La Biographie
de Marcel Van
L’arrivée de l’Evangile au Vietnam débute vers la fin du XVI° siècle et se poursuit notamment par des missionnaires français. La vie de Van (1928-1959) se déroule pendant les années douloureuses qui ont opposé la France et le Vietnam. Dieu a choisi un jeune vietnamien, à ce moment précis de l’histoire, pour révéler au monde son désir de voir unis la France et le Vietnam, afin qu’ensemble ces deux nations contribuent à répandre le règne de son amour dans le monde.
Van est né le 15 mars 1928 à Ngăm Giáo, non loin d’Hanoi, au sein d’une famille catholique. Après six années de bonheur familial, il décide de laisser les siens afin de se préparer au sacerdoce. Il a sept ans lorsque sa mère le confie à l’abbé Nhã curé de Hữu-Bằng. Dans cette cure, il subit de mauvais traitements physiques et moraux. Sans se décourager, il garde intact son désir vocationnel. Durant ces années très dures, il se confie sans cesse à la Sainte Vierge, son seul réconfort. À deux reprises il fuit la cure, et mène la vie d’un enfant des rues durant plusieurs semaines.
La nuit de Noël 1940, Van découvre la joie de souffrir par amour pour Jésus, il comprend que sa mission consiste à changer la souffrance en bonheur. En 1942, Van est admis avec ses deux meilleurs amis au petit séminaire Sainte Thérèse de l’Enfant-Jésus à Langson. La guerre l’oblige à continuer ses études à Quảng-Uyên. Là il découvre Histoire d’une âme et, envahi par une grande joie, il comprend qu’en suivant la petite voie de sainte Thérèse, il peut lui aussi aspirer à la sainteté. Il choisit Thérèse pour être sa grande sœur. Peu de temps après, dans la montagne, il a la surprise d’entendre sa voix ; celle-ci le choisit pour être son petit frère. Plus tard, elle lui révèle que, selon la volonté de Dieu, il ne sera pas prêtre, c’est un grand sacrifice pour lui.

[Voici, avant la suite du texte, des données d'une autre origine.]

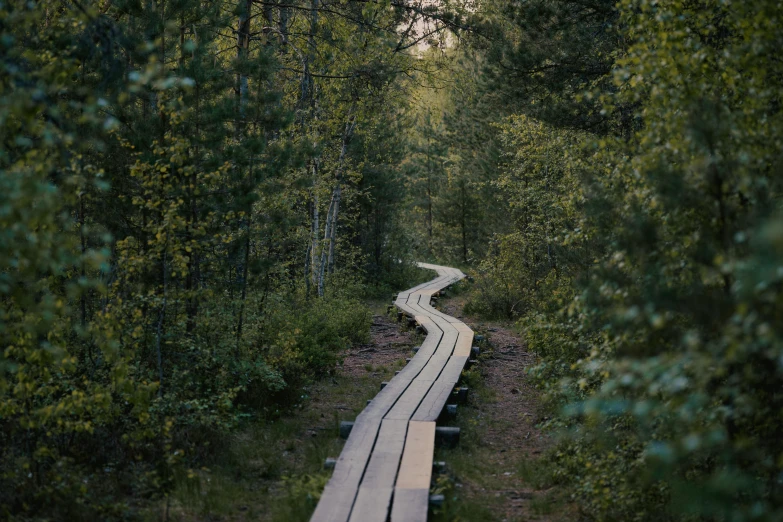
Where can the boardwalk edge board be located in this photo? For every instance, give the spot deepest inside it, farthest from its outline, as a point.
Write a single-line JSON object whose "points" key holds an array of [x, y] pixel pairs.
{"points": [[385, 468]]}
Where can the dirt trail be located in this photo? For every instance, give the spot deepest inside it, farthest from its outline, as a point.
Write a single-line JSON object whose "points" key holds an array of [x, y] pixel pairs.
{"points": [[497, 472]]}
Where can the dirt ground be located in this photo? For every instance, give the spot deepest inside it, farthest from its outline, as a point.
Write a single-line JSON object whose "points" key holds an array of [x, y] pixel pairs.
{"points": [[273, 470]]}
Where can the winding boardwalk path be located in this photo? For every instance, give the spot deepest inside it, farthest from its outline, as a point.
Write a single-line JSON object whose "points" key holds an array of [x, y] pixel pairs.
{"points": [[385, 468]]}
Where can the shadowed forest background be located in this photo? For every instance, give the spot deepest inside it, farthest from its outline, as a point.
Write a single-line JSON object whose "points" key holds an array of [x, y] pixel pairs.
{"points": [[197, 200]]}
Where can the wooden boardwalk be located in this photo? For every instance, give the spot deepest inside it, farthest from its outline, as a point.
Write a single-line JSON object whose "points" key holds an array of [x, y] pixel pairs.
{"points": [[385, 468]]}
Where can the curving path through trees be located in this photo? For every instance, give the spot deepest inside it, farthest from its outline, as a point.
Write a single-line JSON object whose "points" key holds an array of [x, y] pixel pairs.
{"points": [[385, 468]]}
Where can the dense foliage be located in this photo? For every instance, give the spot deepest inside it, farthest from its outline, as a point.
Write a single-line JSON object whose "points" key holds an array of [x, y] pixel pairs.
{"points": [[641, 172], [195, 196]]}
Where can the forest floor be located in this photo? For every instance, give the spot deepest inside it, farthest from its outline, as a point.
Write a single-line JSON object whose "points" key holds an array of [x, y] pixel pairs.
{"points": [[497, 472], [273, 470]]}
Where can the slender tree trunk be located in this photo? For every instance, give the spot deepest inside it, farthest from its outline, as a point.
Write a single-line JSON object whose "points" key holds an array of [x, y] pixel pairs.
{"points": [[330, 233], [333, 236], [243, 46], [244, 280], [161, 319]]}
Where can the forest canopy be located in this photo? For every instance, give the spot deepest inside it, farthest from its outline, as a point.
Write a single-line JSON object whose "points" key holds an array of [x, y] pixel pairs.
{"points": [[197, 199]]}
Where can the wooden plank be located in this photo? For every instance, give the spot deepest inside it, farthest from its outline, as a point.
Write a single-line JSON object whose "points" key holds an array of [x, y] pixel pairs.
{"points": [[409, 401], [438, 395], [375, 493], [372, 505], [410, 505], [335, 504], [416, 466], [366, 482], [411, 494]]}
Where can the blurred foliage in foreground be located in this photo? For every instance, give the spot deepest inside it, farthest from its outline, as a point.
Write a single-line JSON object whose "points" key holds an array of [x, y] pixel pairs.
{"points": [[643, 172]]}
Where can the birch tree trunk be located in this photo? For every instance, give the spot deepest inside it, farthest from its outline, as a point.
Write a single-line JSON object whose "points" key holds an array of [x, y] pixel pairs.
{"points": [[330, 231]]}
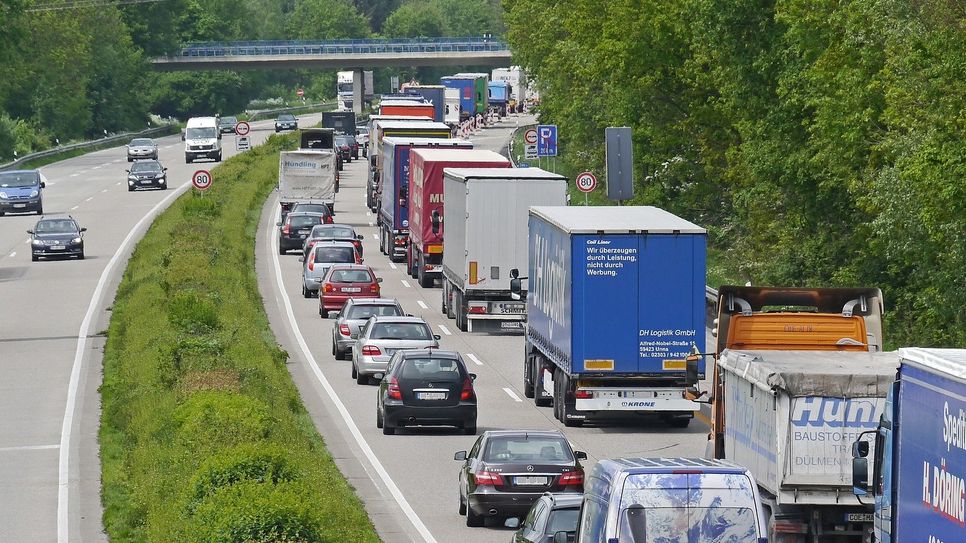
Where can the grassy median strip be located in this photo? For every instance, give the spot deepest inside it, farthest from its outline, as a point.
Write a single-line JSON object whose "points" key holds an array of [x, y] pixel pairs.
{"points": [[203, 434]]}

En octobre 1944, il est admis chez les Rédemptoristes de Hanoi comme frère. Il est affecté à la cuisine et s’occupe de l’atelier de confection de vêtements. Jésus et la Vierge Marie s’entretiennent aussi avec lui dans des dialogues joyeux, familiers ou d’une grande profondeur. Le père Antonio Boucher, son directeur spirituel, l’invite à écrire sa vie et les dialogues avec ses interlocuteurs célestes [1].
En juillet 1954, le Vietnam est scindé en deux parties, le Nord est sous le régime communiste. Van résidait alors dans les Sud ; il demande à être envoyé dans le Nord « pour qu’il y ait au moins une âme pour aimer le bon Dieu ». Arrêté quelques mois plus tard, il témoigne de son amour de la vérité au cours d’interrogatoires éprouvants. Il est emprisonné quatre ans dans des camps de rééducation ; il soutient les autres prisonniers et partage avec eux ses vêtements, sa nourriture et ses médicaments. Il meurt d’épuisement et de maladie le 10 juillet 1959. Ses compagnons de captivité témoignent de son courage, de sa foi fervente, de sa joie et de sa charité.
[1] La vie de Van écrite par lui-même se trouve dans le livre Autobiographie, Œuvres complètes-1, Marcel Van. Les entretiens sont tous regroupés dans le livre : Colloques, Œuvres complètes-2. Marcel Van.